内定者に不安やプレッシャーを与えない挨拶や、入社日までモチベーションを保てるようなメッセージを発信できる人を選出することをおすすめします。
社長や経営層はもちろん、加えて年の近い先輩社員などを起用することで、より内定者も今後の自分をシミュレーションしやすくなります。
挨拶の工夫
挨拶はどうしてもかしこまってしまい、面白みに欠けてしまうものです。
そのためテンプレ通りの挨拶にならないよう、学生の心に響くようなメッセージを考えておくことも必要です。そうすることで式が冗長的にならず、メリハリのある活気づいた内定式になるでしょう。
ストレスを与えない環境整備
学生たちは改めてフォーマルな場に集められ、多くの社員と顔を合わせるため非常に緊張している状態です。そのため学生たちがストレスを感じにくい環境整備や、配慮を行う方がベターと言えるでしょう。
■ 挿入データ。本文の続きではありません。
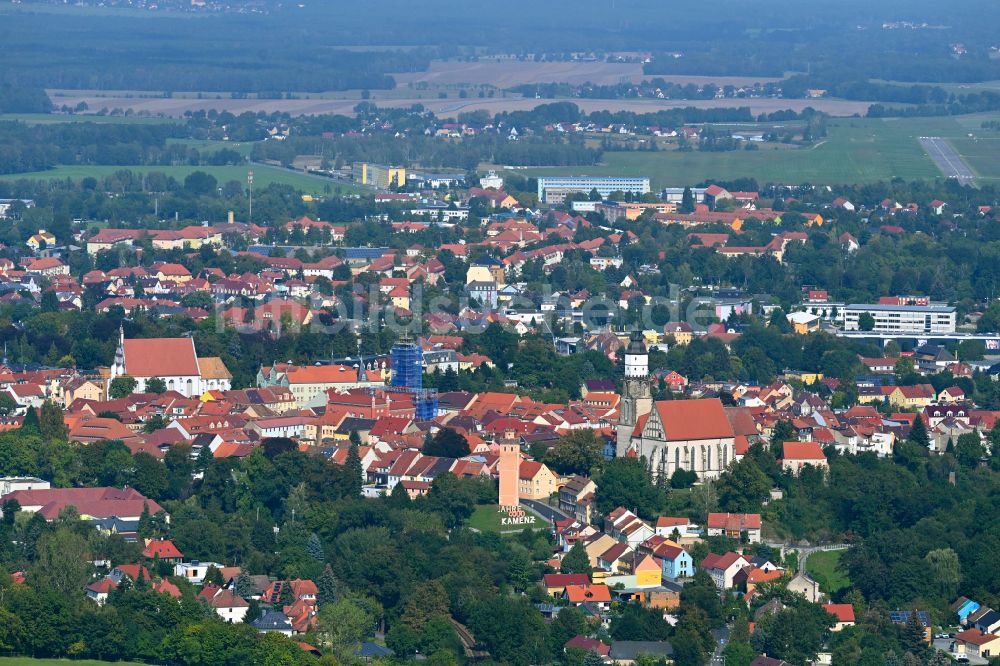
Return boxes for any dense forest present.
[2,0,999,93]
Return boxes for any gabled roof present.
[701,551,747,570]
[823,603,856,623]
[652,398,734,441]
[142,539,183,560]
[781,441,826,461]
[124,337,199,377]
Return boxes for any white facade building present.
[843,304,956,334]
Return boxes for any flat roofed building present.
[843,303,956,334]
[537,176,650,204]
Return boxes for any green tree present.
[0,393,18,416]
[924,548,961,598]
[544,430,605,476]
[857,312,876,331]
[680,186,695,213]
[345,442,363,496]
[145,377,167,394]
[907,414,930,448]
[424,428,470,458]
[401,579,451,633]
[39,401,68,441]
[717,458,771,512]
[109,375,137,398]
[955,432,985,466]
[595,456,664,519]
[19,406,40,434]
[317,563,340,606]
[316,597,373,655]
[561,541,593,575]
[31,527,92,595]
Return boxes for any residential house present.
[954,630,1000,659]
[519,460,558,500]
[252,611,294,636]
[787,571,822,603]
[658,543,694,580]
[559,476,597,524]
[701,552,749,589]
[608,642,673,665]
[565,583,612,610]
[823,604,856,631]
[543,573,590,597]
[780,441,829,475]
[706,513,762,543]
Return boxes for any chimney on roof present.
[228,210,235,224]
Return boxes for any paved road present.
[933,637,981,664]
[919,136,976,183]
[709,627,730,665]
[763,543,849,572]
[521,498,568,524]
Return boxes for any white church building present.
[108,329,231,397]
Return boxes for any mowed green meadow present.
[0,163,357,196]
[518,114,1000,187]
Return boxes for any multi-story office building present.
[537,176,650,204]
[843,304,956,334]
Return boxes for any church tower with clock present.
[616,330,653,457]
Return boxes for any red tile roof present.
[707,512,761,530]
[823,604,856,623]
[653,398,734,441]
[124,337,199,377]
[781,441,826,461]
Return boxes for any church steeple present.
[624,329,648,378]
[617,329,653,458]
[356,338,366,383]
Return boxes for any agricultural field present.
[0,163,357,196]
[515,114,1000,186]
[0,112,181,125]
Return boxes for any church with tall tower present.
[616,330,653,457]
[615,329,737,480]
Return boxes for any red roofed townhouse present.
[623,398,735,480]
[270,364,383,408]
[655,516,698,538]
[662,371,688,391]
[954,629,1000,659]
[86,577,117,605]
[153,262,192,283]
[142,538,183,563]
[519,459,558,500]
[152,579,182,598]
[706,513,761,543]
[565,635,610,657]
[780,441,828,475]
[823,604,856,631]
[564,583,612,609]
[24,257,69,277]
[1,486,165,522]
[929,200,947,215]
[199,586,250,623]
[701,552,750,589]
[543,573,590,596]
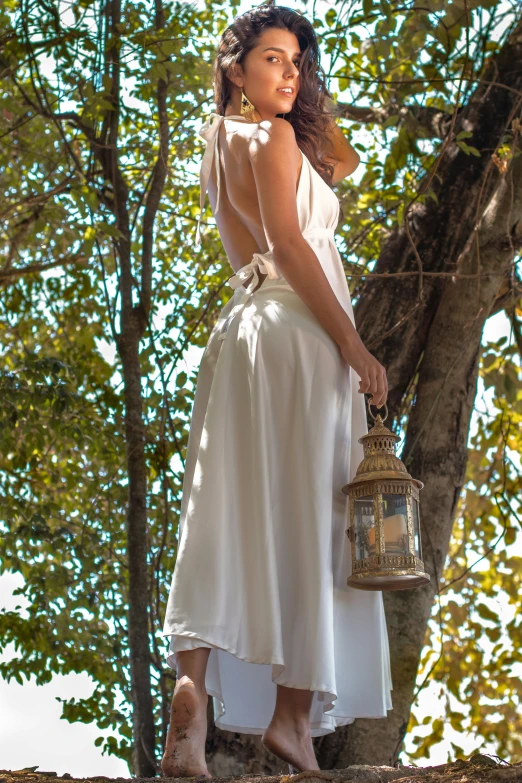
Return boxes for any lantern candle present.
[367,513,408,554]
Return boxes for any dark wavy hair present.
[212,4,342,187]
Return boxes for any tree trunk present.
[107,0,157,766]
[315,89,522,773]
[121,320,157,777]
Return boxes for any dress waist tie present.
[217,226,335,342]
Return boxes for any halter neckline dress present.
[162,112,393,736]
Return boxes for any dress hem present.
[163,630,392,737]
[163,629,336,694]
[164,629,287,669]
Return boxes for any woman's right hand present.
[340,335,388,408]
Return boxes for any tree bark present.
[120,312,157,777]
[2,755,519,783]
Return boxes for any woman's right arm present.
[247,118,387,408]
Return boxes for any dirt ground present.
[1,755,521,783]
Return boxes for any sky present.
[1,0,519,777]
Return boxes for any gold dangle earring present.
[240,87,256,122]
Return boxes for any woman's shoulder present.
[243,118,298,163]
[223,117,298,170]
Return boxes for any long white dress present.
[162,112,393,737]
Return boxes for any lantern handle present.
[366,395,388,422]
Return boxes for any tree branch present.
[489,270,522,316]
[506,302,522,355]
[336,101,460,139]
[139,0,170,332]
[0,177,75,220]
[0,254,88,286]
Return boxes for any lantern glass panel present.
[381,493,409,556]
[353,496,375,560]
[412,497,422,559]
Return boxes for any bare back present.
[206,116,302,274]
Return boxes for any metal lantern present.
[342,399,430,591]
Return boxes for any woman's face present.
[237,27,301,119]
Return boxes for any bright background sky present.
[1,0,518,776]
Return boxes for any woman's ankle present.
[268,714,310,737]
[175,675,207,702]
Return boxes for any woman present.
[162,5,392,778]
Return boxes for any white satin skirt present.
[162,274,393,736]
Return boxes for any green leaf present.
[325,8,336,26]
[456,140,482,156]
[383,114,400,129]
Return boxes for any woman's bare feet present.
[262,717,319,772]
[161,676,212,778]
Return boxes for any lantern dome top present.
[346,410,423,489]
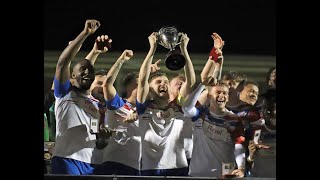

人事の方が想像している以上に、学生にとって内定式は緊張する場であることを忘れてはいけません。
まとめ
このように、長く厳しい就活を終えた学生にとって、内定式への出席は一つの節目と言えるでしょう。今後の社会人生活に期待を膨らませている一方で、初めての環境で緊張や不安も抱えています。
そのため、企業側は学生に不安を与えない内定式の開催や、プログラムを用意することも求められます。内定式の準備を行う際は、ぜひ学生にとって満足のいく内定式の開催を目指して下さい。